Okay so this doesn’t sound like your usual run-of-the-mill story – I mean, for starters it clearly involves time travel and secondly, there’s a hamster as a central character! However push all doubts out of your head because this is a great book.

Al Chaudhury receives a letter from his grandfather on his 12th birthday. It gives him instructions on how to travel back in time in order to save the life of his deceased father. Should, could Al bring his father back, and if so, what are the consequences in doing so.

"My dad died twice. Once when he was thirty nine and again four years later when he was twelve.

The first time had nothing to do with me. The second time definitely did, but I would never even have been there if it hadn’t been for his ‘time machine’…”


This clearly has to be kept a secret, and we follow Al on his daring mission via stolen mopeds, police chases and little white lies in order for his task to be completed. There is much risk involved for Al, and his hamster Alan as they attempt to go back in time and save his father’s life.  It is also a story of the past, of life in 1984 and of how regardless of time and place, boys will always be boys.

This is a really great read and I flew through it with lots of laughter and some real tear-jerker moments.  Grandpa Byron is a fantastic character and I really enjoyed ‘listening’ to him through the pages of the book.  Questions that need to be answered are: can Al save his father, will all come right in the end, and how will Alan Shearer cope? Don’t worry though, all will be revealed through the pages of Ross Welford’s debut book.



Happy Reading



Miss Chapter x

Thursday 2 June 2016

A Year of Marvellous Ways


A Year of Marvellous Ways by Sarah Winman

Published by Tinder Press

31st December 2015

Paperback Edition



Marvellous Ways is eighty-nine years old and has lived alone in a remote Cornish creek for nearly all her life. Lately she's taken to spending her days sitting on a mooring stone by the river with a telescope. She's waiting for something - she's not sure what, but she'll know it when she sees it.
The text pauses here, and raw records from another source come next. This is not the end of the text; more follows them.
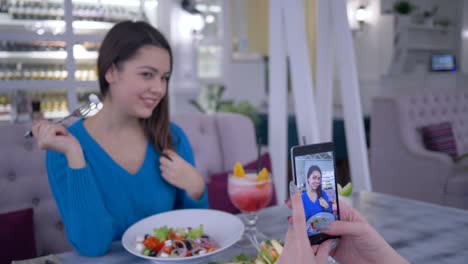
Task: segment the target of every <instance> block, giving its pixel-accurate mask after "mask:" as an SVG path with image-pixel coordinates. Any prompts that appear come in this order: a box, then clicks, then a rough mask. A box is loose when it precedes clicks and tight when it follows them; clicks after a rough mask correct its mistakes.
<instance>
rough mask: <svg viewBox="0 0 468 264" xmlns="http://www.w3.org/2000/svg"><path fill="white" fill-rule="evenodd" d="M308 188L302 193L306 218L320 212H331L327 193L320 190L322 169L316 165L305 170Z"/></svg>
mask: <svg viewBox="0 0 468 264" xmlns="http://www.w3.org/2000/svg"><path fill="white" fill-rule="evenodd" d="M307 182H308V183H309V187H310V188H309V189H308V190H307V192H304V193H302V203H303V204H304V212H305V216H306V220H307V219H309V218H310V217H312V216H313V215H315V214H317V213H320V212H328V213H332V208H331V206H330V205H329V200H328V195H327V193H326V192H324V191H323V190H322V170H321V169H320V168H319V167H318V166H315V165H313V166H311V167H310V168H309V170H308V171H307Z"/></svg>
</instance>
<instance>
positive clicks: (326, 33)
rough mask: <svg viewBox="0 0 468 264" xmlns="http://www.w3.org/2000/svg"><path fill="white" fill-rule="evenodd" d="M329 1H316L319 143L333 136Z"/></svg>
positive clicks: (315, 71)
mask: <svg viewBox="0 0 468 264" xmlns="http://www.w3.org/2000/svg"><path fill="white" fill-rule="evenodd" d="M330 2H331V1H329V0H317V2H316V3H317V8H316V17H317V30H316V32H317V33H316V34H317V35H316V44H317V53H316V54H317V59H316V66H315V85H316V105H317V112H318V113H319V114H318V115H317V119H318V121H319V122H318V124H319V125H318V129H319V134H320V141H322V142H327V141H332V135H333V130H332V129H333V59H334V56H333V46H334V43H333V34H331V32H333V27H332V19H331V3H330Z"/></svg>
Drake is a young soldier left reeling by the Second World War. When his promise to fulfil a dying man's last wish sees him wash up in Marvellous' creek, broken in body and spirit, the old woman comes to his aid.


A Year of Marvellous Ways is a glorious, life-affirming story about the magic in everyday life and the pull of the sea, the healing powers of storytelling and sloe gin, love and death and how we carry on when grief comes snapping at our heels.



This is Sarah Winman’s second novel, following on from her much rated best-seller When God was a Rabbit and as you might expect, this one is also full of magic and mystery.  Our central character is called Marvellous, and in many ways she is - as a character in a book, I absolutely adored her and her way of life.  She is a totally unique individual who I’m not sure that many people truly understand, but she is a character that I would really like to meet in real life, should she actually exist! 

Marvellous lives by the sea, in fact, she is half mermaid and she’s had many an adventure over her eighty nine years.  She meets Drake who is on a quest of his own.  Whilst serving in France during the Second World War, he came across a dying comrade who asked him, as a final request, if he would deliver a letter to his father.  Years later, Drake is about to fulfil his promise to that young man.  On his way he meets Marvellous, but it isn’t coincidence that their paths cross, but fate, for Marvellous is a woman whose path crosses yours when you most need her to.


Sarah Winman weaves the fantastic with the ordinary within her writing, and a whole array of other characters appear throughout the book.  My only negative is that I wasn’t overly fulfilled by the ending which didn’t quite live up to the passion and drama of the rest of the book, in my opinion.  In fact, I read the ending twice as I didn’t actually remember finishing the book the first time around!  But don’t let this distract you from what is otherwise a lovely story.